WHAT THEY SAID: A Thrill Ride Down an Icy Chute

The following is an excerpt from a blog published at NYTimes.com:

Speeds topped out at about 35 miles per hour on the Utah Olympic Park luge, skeleton and bobsled course. That is about one-third as fast as Olympian lugers. It was fast enough.

During reporting for an coming story, two of us from The New York Times were invited by USA Luge to steer a sled down the track used for the 2002 Winter Games. While it provided useful perspective for the story (it will run in February, if the suspense is just too much), it also offered a glimpse of what it takes to slide feet-first down an icy, banked chute.

I don’t think I have it.

The first run included a “should-I-have-told-my-wife?” moment of fear when the sled caromed from one side of the track to the other (a heart-racing, speed-killing mistake called “ping-ponging”) in innocuous Turn 13. The second run was smoother until oversteering led into the wall just before the finish. Another jolt of nervousness arrived when we were told that the third run would start higher up the mountain.

After signing ominous waivers of responsibility, Times video journalist Jigar Mehta and I were driven about midway up the nearly 1-mile serpentine track. We joined about a dozen employees of Utah-based USANA, the official nutritional supplement provider to USA Luge. Everyone was fitted with helmets and elbow pads.

Jon Owen, a 1988 Olympian luger and the first one to go down the track when it opened in 1997, provided a quick tutorial. The sleds, much like those used in the Olympics, feature a pair of silver, metal runners that are the key to speed. Riders lay on their backs in a sort of sling between two other supports above the runners. The contraption looks airy and flimsy. It is solid and heavy.
Point your toes downhill, Owen said. Keep your elbows in. Keep your shoulders down and your chin up, just enough to see. To turn, turn your head that direction. To turn more, tilt slightly to that shoulder.

To stop? Good one. There are no brakes. Once started, speed is generally controlled by gravity and how “clean” the run is — how few brushes against the wall and, for pros, how straight the line is through the curves.

We did not want to go over 90 m.ph. or pull 5 Gs, like world-class lugers do. We mostly wanted to survive to tell about it. For a couple of moments, even that seemed in doubt.
Officially, the track has five starting spots, called skeleton start, bobsled start, men’s women’s start and junior start.

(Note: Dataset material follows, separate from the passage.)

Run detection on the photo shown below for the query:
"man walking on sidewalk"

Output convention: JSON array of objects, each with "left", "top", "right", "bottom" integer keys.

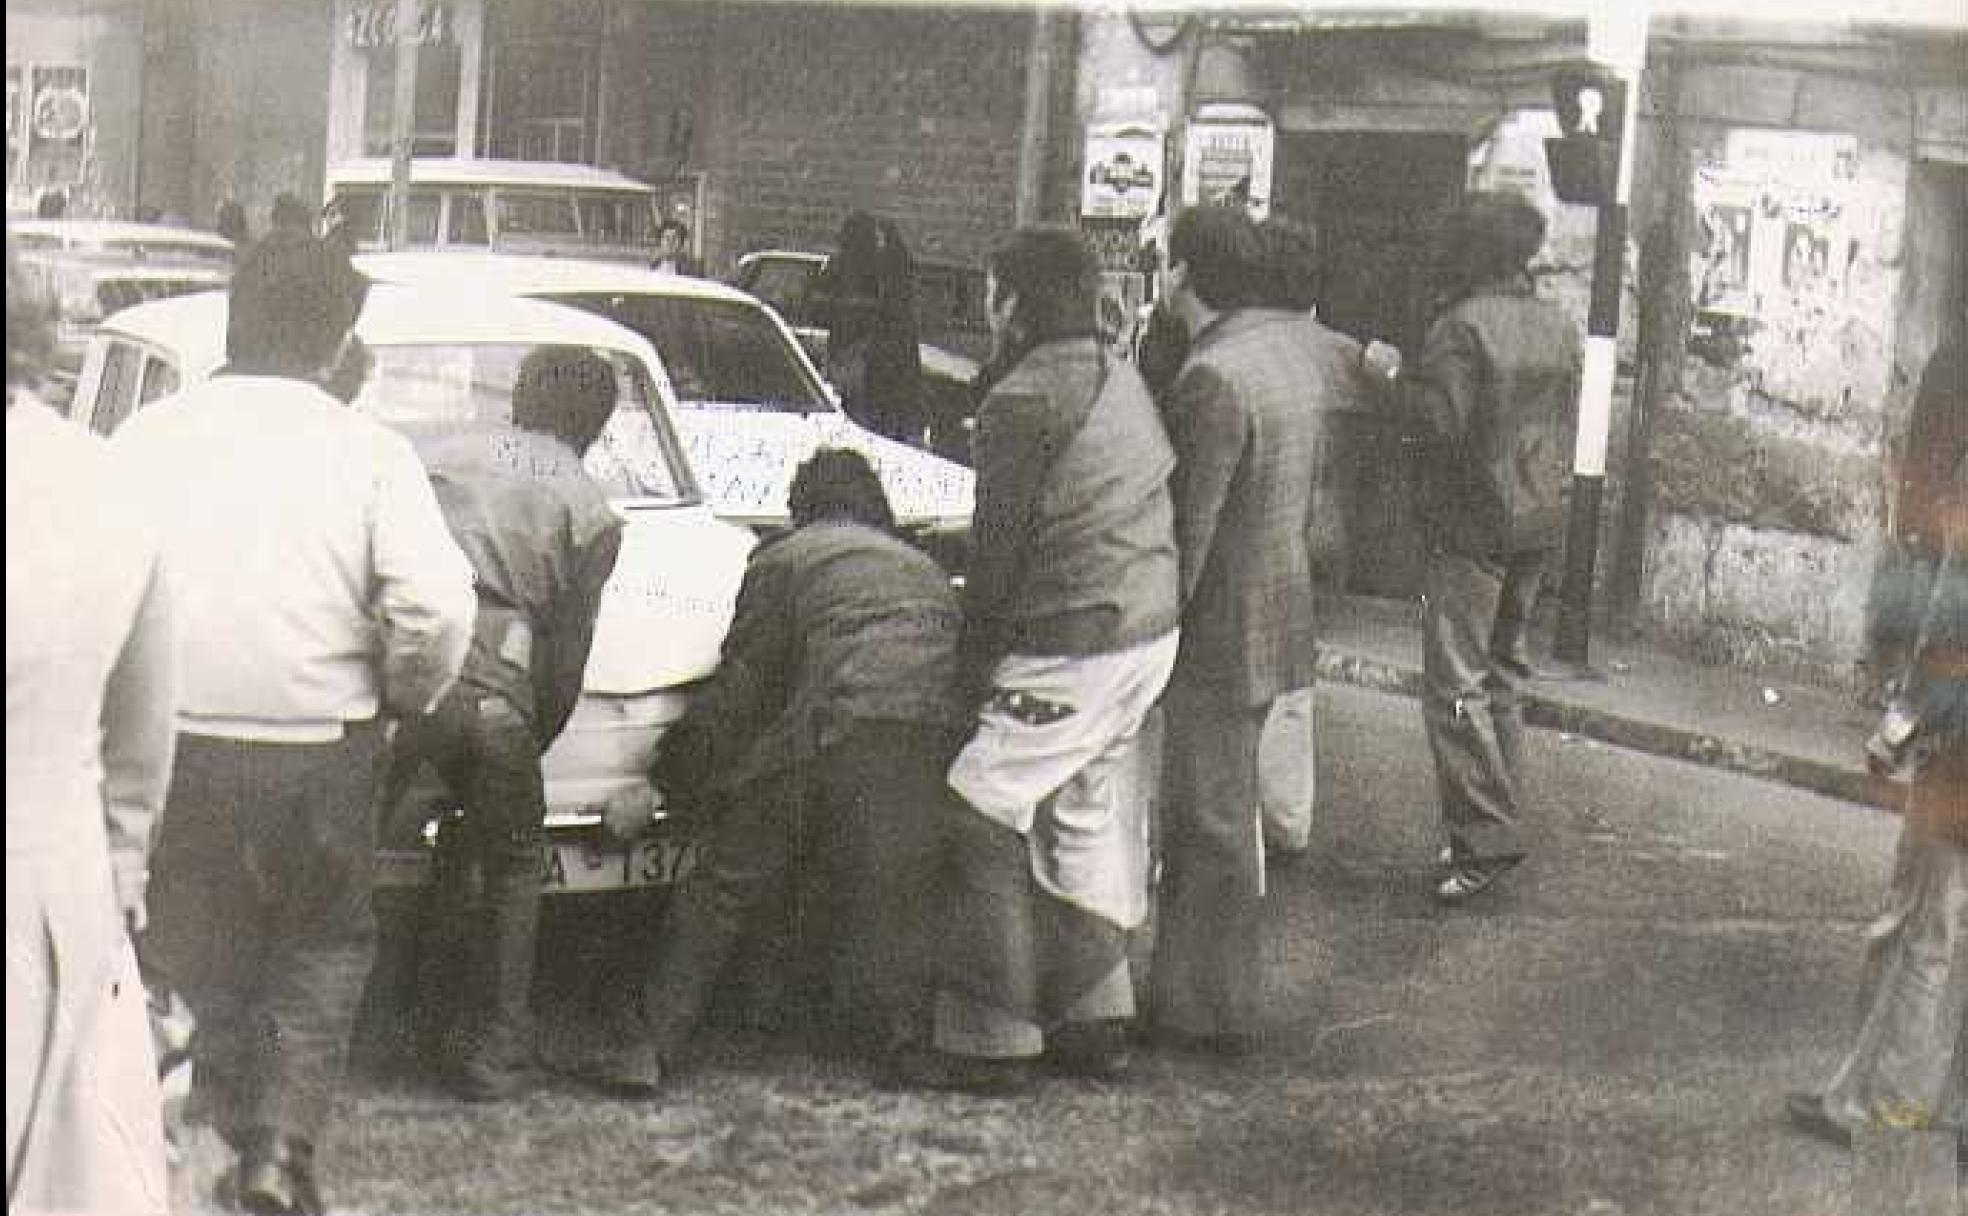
[{"left": 1400, "top": 191, "right": 1581, "bottom": 902}]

Below the junior start is one called “tourist start.” The first two times, we started below that, above Curve 12 of the 15-curve course.

The racing order was announced over the public-address system. A giant scoreboard over Curve 14 showed our names and times. There was a lot of nervous chatter.
One by one, after given the all-clear, we plopped a sled onto the track. Owen offered final words of comfort and advice. Then he let go.

Exhilaration was almost immediate as the sled picked up speed. While it felt fast, it was too slow to force the sled high on the banked turns; the inside wall always seemed too close. But the sleds are surprisingly responsive. Just as Owen predicted, we found ourselves doing less and less “driving” with each run.